I'm trying to generate N data points for three random variables that are jointly normal in python. If I use the following code:
import numpy as np
import scipy
import pandas
import sys
from scipy.linalg import block_diag
from pandas import *
N=100
Sigma=np.identity(3)
Mu=np.zeros((3,1))
Z=np.random.multivariate_normal(Mu, Sigma, N)
I got the following error message:
in <module>
Z=np.random.multivariate_normal(Mu, Sigma, N)
File "mtrand.pyx", line 4067, in numpy.random.mtrand.RandomState.multivariate_normal
ValueError: mean must be 1 dimensional
This means that the dimension of np.zeros((3,1))
is not 1
. After changing the line Mu=np.zeros((3,1))
to Mu=np.zeros(3)
, it works. This implies that np.zeros(3)
is 1
dimensional.
As np.zeros(3)
and np.zeros((3,1))
are both an array of three zeros, I guess naturally both should be 1 dimensional. Using Mu.ndim
in each case, I found that the dimension of np.zeros(3)
is one and the dimension of np.zeros((3,1))
is two.
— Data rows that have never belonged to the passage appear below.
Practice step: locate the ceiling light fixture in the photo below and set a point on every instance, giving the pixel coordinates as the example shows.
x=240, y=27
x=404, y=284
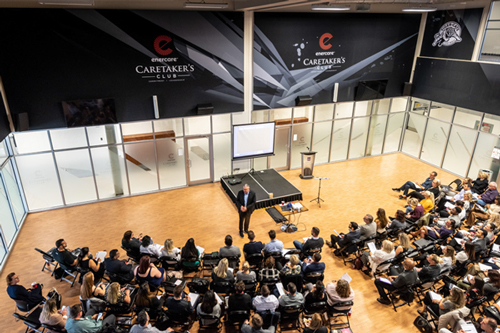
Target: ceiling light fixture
x=205, y=5
x=330, y=7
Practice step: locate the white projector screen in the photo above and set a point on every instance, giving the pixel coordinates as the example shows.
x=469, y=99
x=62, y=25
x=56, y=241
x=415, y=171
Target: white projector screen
x=253, y=140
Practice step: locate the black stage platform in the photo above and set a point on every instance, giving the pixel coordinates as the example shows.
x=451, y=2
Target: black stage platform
x=262, y=183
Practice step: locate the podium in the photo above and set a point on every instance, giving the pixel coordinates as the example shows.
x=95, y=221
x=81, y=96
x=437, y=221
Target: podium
x=307, y=164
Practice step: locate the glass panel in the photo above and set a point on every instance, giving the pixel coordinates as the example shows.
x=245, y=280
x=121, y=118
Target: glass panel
x=491, y=124
x=376, y=137
x=76, y=176
x=393, y=132
x=222, y=155
x=435, y=141
x=30, y=142
x=104, y=135
x=467, y=117
x=363, y=108
x=221, y=123
x=171, y=163
x=399, y=104
x=260, y=116
x=459, y=150
x=323, y=112
x=344, y=110
x=303, y=114
x=340, y=140
x=199, y=159
x=68, y=138
x=358, y=137
x=413, y=134
x=442, y=111
x=39, y=179
x=280, y=158
x=141, y=166
x=280, y=114
x=420, y=106
x=16, y=200
x=482, y=156
x=321, y=141
x=110, y=173
x=165, y=125
x=381, y=106
x=197, y=125
x=139, y=131
x=301, y=139
x=6, y=219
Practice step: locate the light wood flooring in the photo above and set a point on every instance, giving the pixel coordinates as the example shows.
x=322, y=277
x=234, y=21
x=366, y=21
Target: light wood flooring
x=206, y=213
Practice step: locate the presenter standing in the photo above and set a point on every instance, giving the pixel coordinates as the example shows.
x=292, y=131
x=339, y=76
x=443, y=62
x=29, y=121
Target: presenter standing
x=246, y=205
My question is:
Why does Python make a distinction between np.zeros((3,1))
and np.zeros(3)
regarding their dimensions (why is this distinction useful)?
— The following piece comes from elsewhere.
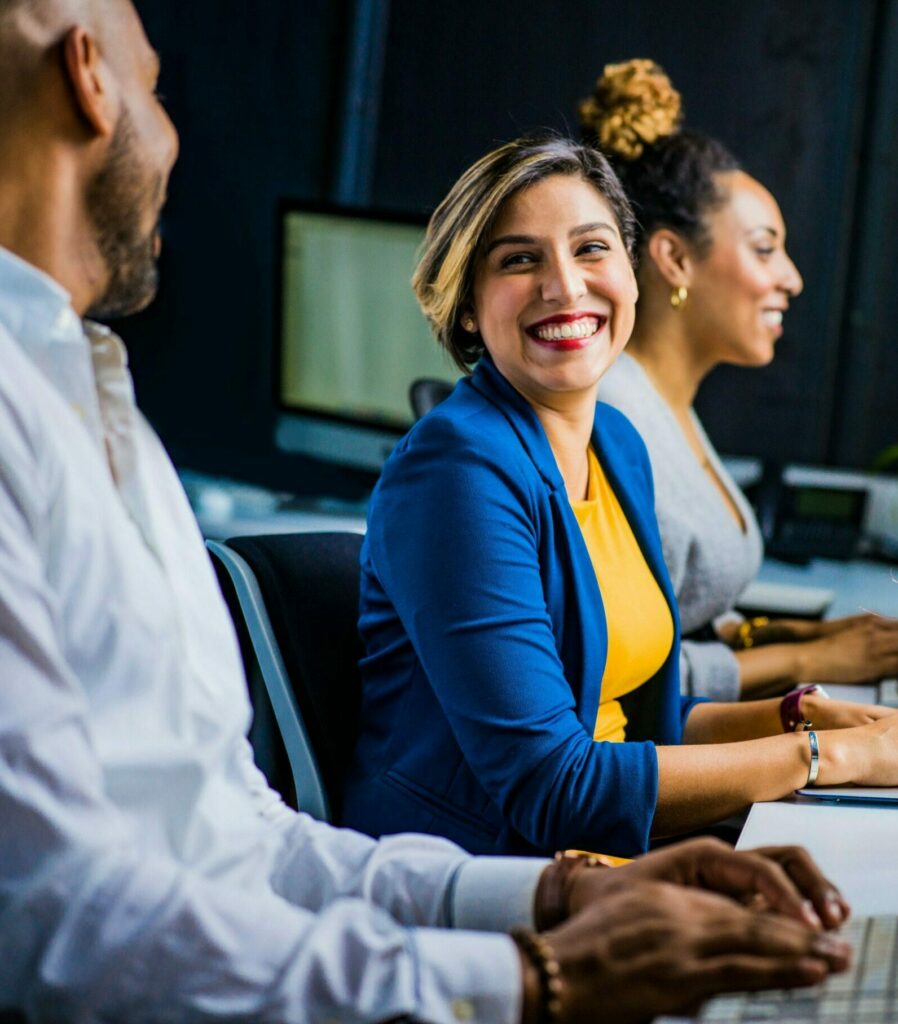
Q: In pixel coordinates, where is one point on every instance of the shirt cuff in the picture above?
(496, 894)
(467, 977)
It's normal for them to have different dimensions. The first one only has 1 array made of 3 zeros and the second one has 3 arrays each one made of 1 zero.
If you print Mu[0]
in your example, you will get a list [0.]
while if you print Mu[0]
after using np.zeros(3)
to define it, you will get 0.0
I can think of cases where this is distinction is useful especially when working with features in machine learning. If I have a sequence of features of size 1, I would want to use a dimension [n,1] and not [n] because that helps the model (let's say LSTM) make a difference between the sequence size and the feature size.